Let’s get our labels straight – Adjunctification of Higher Education

Tweet (see below) from the Society Pages points to an important issue. Adjunctification effects the entire higher education system, not just those with PhDs. Students should be made aware that not all professors are paid equitably. If you didn’t know, adjunct professors are paid on an hourly basis which rarely covers time spent grading, preparing classes, and being available to students (in office hours, over email, or otherwise). Students you should be concerned. Why? Adjunct professors have little monetary incentive to provide you with the best education. In fact, it could be argued that adjunct contracts with universities are solely designed fill lecture time (comparable to TV’s talking heads filling airtime). They are not hired to educate. As such I agree with the article below that professors should bring light to issues around adjunctification and that a good first step towards instigating change is to reframe and claim the discourse (read George Lakoff for brilliant research and discussion on language framing for political change). So, let’s make sure to get our labels straight. Adjuncts, ask your students not to call you “professor,” but rather “adjunct lecturer.” Or at least something of that sort that brings light to wage disparities and better preserves the legitimate qualifications of adjuncts.

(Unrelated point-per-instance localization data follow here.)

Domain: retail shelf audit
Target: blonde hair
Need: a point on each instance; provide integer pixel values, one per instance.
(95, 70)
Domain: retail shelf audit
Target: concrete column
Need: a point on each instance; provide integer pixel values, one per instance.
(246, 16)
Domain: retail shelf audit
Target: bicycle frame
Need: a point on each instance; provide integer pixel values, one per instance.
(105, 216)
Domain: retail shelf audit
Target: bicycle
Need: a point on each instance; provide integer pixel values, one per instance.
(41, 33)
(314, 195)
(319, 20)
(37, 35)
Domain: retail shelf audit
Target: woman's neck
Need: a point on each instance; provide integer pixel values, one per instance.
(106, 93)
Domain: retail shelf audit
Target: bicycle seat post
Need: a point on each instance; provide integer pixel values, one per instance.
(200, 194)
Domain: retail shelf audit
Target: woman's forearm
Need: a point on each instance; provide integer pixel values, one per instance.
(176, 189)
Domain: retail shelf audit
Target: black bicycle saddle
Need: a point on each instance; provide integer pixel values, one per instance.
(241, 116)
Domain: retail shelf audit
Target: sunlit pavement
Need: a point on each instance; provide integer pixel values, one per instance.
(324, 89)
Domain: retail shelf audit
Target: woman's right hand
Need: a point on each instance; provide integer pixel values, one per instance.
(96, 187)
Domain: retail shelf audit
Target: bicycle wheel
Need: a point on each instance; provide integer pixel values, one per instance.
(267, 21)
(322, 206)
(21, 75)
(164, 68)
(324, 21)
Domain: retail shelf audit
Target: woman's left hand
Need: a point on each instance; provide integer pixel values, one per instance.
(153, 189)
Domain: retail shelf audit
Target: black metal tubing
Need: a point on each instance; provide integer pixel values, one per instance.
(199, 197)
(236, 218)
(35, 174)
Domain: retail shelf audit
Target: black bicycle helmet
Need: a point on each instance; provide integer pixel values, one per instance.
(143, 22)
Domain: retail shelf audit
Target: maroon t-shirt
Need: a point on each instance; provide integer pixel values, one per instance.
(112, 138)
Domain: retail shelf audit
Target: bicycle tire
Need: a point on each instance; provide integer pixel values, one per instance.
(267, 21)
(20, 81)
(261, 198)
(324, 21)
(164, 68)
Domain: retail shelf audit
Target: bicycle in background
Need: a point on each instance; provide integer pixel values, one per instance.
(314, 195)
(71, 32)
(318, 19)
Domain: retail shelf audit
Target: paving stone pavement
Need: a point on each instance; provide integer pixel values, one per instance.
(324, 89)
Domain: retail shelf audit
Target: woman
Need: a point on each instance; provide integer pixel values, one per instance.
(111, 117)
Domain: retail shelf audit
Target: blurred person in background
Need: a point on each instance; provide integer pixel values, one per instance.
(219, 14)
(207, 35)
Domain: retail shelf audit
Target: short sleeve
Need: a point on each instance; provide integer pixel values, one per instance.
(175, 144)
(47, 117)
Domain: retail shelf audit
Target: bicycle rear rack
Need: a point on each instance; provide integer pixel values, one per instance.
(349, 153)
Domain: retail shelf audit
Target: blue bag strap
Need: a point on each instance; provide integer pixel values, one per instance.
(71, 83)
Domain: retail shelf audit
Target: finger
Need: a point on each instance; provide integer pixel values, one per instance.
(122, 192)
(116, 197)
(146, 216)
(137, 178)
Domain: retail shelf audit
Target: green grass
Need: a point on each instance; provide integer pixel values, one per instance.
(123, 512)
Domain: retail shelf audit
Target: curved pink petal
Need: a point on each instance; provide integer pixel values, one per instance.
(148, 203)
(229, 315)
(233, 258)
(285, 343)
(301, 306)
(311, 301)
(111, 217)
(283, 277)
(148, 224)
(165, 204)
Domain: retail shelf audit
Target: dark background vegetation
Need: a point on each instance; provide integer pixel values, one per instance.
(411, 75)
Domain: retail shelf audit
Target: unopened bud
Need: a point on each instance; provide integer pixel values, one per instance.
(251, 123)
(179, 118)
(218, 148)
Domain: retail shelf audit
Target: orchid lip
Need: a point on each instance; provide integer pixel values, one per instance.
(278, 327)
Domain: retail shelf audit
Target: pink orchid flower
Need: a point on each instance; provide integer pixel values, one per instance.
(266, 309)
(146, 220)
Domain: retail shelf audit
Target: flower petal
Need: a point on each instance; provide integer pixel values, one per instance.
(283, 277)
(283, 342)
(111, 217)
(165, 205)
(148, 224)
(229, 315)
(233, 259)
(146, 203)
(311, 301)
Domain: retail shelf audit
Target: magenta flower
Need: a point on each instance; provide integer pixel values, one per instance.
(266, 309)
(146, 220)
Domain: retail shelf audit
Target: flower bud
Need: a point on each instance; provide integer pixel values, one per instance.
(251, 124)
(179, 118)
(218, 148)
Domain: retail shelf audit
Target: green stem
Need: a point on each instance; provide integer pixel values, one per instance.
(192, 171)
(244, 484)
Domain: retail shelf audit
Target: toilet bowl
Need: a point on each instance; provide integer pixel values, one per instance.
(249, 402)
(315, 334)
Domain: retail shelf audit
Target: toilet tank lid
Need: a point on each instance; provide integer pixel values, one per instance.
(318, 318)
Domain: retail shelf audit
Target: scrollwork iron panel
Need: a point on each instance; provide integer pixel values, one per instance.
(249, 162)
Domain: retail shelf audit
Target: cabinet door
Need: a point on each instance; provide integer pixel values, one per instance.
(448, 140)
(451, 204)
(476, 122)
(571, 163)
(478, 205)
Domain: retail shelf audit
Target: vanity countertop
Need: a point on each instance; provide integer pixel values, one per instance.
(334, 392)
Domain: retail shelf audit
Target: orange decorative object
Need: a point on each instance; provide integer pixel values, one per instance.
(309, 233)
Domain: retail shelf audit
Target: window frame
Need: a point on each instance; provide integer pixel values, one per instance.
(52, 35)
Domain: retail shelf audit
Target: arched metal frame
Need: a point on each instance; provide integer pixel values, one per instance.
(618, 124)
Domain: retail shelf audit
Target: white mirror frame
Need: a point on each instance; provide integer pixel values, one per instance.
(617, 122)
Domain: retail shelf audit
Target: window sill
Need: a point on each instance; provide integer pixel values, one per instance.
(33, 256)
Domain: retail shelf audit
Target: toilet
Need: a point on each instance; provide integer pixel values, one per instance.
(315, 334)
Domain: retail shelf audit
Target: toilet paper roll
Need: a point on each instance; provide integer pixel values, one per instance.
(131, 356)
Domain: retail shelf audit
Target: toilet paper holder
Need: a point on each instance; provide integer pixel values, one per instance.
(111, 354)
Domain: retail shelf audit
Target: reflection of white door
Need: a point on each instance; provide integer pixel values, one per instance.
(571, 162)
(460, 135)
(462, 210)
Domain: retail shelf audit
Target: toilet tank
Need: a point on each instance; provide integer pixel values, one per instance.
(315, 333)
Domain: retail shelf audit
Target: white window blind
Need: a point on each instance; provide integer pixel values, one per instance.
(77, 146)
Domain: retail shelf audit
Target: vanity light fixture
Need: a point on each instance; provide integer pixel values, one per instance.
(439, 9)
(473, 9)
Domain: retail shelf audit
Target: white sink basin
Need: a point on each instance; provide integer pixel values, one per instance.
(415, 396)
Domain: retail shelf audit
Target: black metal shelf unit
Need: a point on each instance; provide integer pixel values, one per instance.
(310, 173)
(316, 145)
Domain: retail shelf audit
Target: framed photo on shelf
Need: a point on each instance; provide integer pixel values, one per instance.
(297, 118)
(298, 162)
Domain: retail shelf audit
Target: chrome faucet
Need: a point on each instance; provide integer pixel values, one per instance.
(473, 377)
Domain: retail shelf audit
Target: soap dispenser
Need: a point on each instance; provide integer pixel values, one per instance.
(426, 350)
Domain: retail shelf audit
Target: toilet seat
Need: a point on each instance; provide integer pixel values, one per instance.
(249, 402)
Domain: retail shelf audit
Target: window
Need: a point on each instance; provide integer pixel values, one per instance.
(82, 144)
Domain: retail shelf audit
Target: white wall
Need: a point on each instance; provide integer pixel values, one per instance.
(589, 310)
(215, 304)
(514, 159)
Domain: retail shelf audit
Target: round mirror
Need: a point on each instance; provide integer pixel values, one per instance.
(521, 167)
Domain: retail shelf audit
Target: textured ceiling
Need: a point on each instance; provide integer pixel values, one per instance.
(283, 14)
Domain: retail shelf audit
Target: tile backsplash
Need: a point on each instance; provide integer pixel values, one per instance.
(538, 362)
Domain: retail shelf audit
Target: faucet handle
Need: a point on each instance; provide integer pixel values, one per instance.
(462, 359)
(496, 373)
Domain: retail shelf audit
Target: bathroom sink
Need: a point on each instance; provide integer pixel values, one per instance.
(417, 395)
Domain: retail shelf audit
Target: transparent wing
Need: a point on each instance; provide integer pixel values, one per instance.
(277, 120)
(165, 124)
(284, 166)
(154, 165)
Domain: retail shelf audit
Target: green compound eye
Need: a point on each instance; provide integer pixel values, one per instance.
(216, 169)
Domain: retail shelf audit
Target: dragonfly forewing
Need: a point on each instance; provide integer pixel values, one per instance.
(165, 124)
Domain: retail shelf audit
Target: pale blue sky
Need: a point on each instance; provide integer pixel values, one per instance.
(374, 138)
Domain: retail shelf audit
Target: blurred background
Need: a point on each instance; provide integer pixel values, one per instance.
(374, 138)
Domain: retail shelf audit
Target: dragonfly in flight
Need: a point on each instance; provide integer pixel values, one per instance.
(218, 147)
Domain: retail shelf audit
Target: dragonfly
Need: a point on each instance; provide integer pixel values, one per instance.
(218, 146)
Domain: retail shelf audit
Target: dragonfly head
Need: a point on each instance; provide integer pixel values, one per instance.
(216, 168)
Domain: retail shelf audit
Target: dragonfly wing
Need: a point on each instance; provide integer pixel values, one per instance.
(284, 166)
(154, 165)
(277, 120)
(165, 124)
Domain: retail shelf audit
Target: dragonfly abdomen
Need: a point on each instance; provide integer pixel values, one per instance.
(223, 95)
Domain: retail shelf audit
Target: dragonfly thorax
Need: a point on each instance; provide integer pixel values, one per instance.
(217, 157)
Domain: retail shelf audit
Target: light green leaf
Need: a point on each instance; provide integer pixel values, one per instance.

Also see the CUNY Adjunct Project.


One thought on “Let’s get our labels straight – Adjunctification of Higher Education

  1. Eline has pointed me to a very relevant paper by Pierre Bourdieu she happened to be reading today. I just have to leave a quote because it couldn’t be more fitting for this post:

    “…it is the symbolic scarcity of the title in the space of the names of professions that tends to govern the rewards of the occupation (and not the relationship between the supply of and demand for a particular form of labor). It follows from this that the rewards of the title tend to acquire autonomy with respect to the rewards of labor. Thus, the same work may receive different renumeration depending on the titles of the person who do it (e.g., tenured, official post holder as opposed to a part-timer or someone “acting” in that capacity, etc.). Since the title is in itself an institution (like language) that is more durable than the intrinsic characteristics of the work and, the rewards of the title may be maintained despite changes in the work and its relative value. It is not the relative value of the work that determines the value of the name, but the institutionalized value of the title that can be used as a means of defending or maintaining the value of the work”

    Bourdieu, Pierre. (1985). The Social Space and the Genesis of Groups. Theory and Society 14(6):723-744.